Estate of the artist
Vose Galleries, Boston, Massachusetts
Private Collection, Connecticut
Richard York Gallery, New York
Private Collection (sold: Christie's, New York, December 4, 1992, lot 162, illustrated in color)
Acquired by the present owner at the above sale

Literature

Coy L. Ludwig, Maxfield Parrish, New York, 1973, pp. 176, 184, 214, illustrated in color
Alma Gilbert, The Make Believe World of Maxfield Parrish and Sue Lewin, San Francisco, 1990, p. 72, illustrated in a 1964 photograph of Parrish in his home 
Alma Gilbert, Maxfield Parrish: The Landscapes, Berkeley, California, 1998, p. 52
Lawrence S. Cutler and Judy Goffman Cutler, Maxfield Parrish and the American Imagists, Edison, New Jersey, 2004, p. 290, illustrated in color

Catalogue Note

In 1930, Maxfield Parrish turned away from images of beautiful young gods and goddesses and whimsical vignettes of medieval revelry and began painting his “beloved” landscapes, exclusively.  A 1931 newspaper article entitled “Maxfield Parrish Will Discard ‘Girl-on the-Rock’ Idea in Art,” quoted the artist as saying: “I’m done with girls on rocks.  I have painted them for thirteen years and I could paint them and sell them for thirteen more.  That’s the peril of the commercial art game.  It tempts a man to repeat himself….Magazine and art editors – and the critics, too—are always hunting for something now, but they don’t know what it is.  They guess at what the public will like and, as we all do, they guess wrong about half the time.  My present guess is that landscapes are coming in for magazine covers, advertisement and illustrations.  Shut-in people need outlets for their imaginations.  They need windows for their minds.  Artists furnish them” (quoted in Maxfield Parrish: A Retrospective, San Francisco, 1995, p. 15).  Parrish determined that it would be through his landscapes that he would be taken seriously as an artist, and transcend his status as an illustrator.

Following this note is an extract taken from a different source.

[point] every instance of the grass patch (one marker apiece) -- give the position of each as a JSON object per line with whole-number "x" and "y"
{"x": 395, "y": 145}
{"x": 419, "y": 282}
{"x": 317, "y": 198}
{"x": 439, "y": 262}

The Old Glen Mill, featuring a New England mill with a fantasy gorge and aqueduct in the distant background, was published in 1954 by Brown and Bigelow, a calendar company in St. Paul, Minnesota, for whom Parrish worked from 1936 to 1961.  Parrish agreed to the partnership based on the understanding that he would be allowed to paint his landscapes.  Parrish’s skill for rendering spatial relationships is immediately apparent in The Old Glen Mill, in which he takes the viewer, step by step, stone by stone, into the middle ground through the mill’s window at left and the rocks at right, toward the aqueduct in the far distance.  In addition to capturing the light-soaked canyon and smooth, stone mill with surreal precision, he creates a kaleidoscopic effect in the shadows.  The result is a rich tapestry of deep forest green and cobalt blue, punctuated by almost fluorescent orange and aquamarine hues.  For Parrish, nature was infinitely complex, reflected in his meticulous painting style; and he strove to transcribe its transient beauty in his work: “those qualities which delight us in nature—the sense of freedom, pure air and light, the magic of distance, and the saturated beauty of color, must be convincingly stated and take the beholder to the very spot” (Coy Ludwig, Maxfield Parrish, New York, 1973, p. 175).  His artistic process was labor-intensive; he carefully painted colorful glazes over a white ground, to give the impression of light shining through the hues.  The initial impact is powerful and immediate; though closer examination reveals a layered, almost delicate, quality.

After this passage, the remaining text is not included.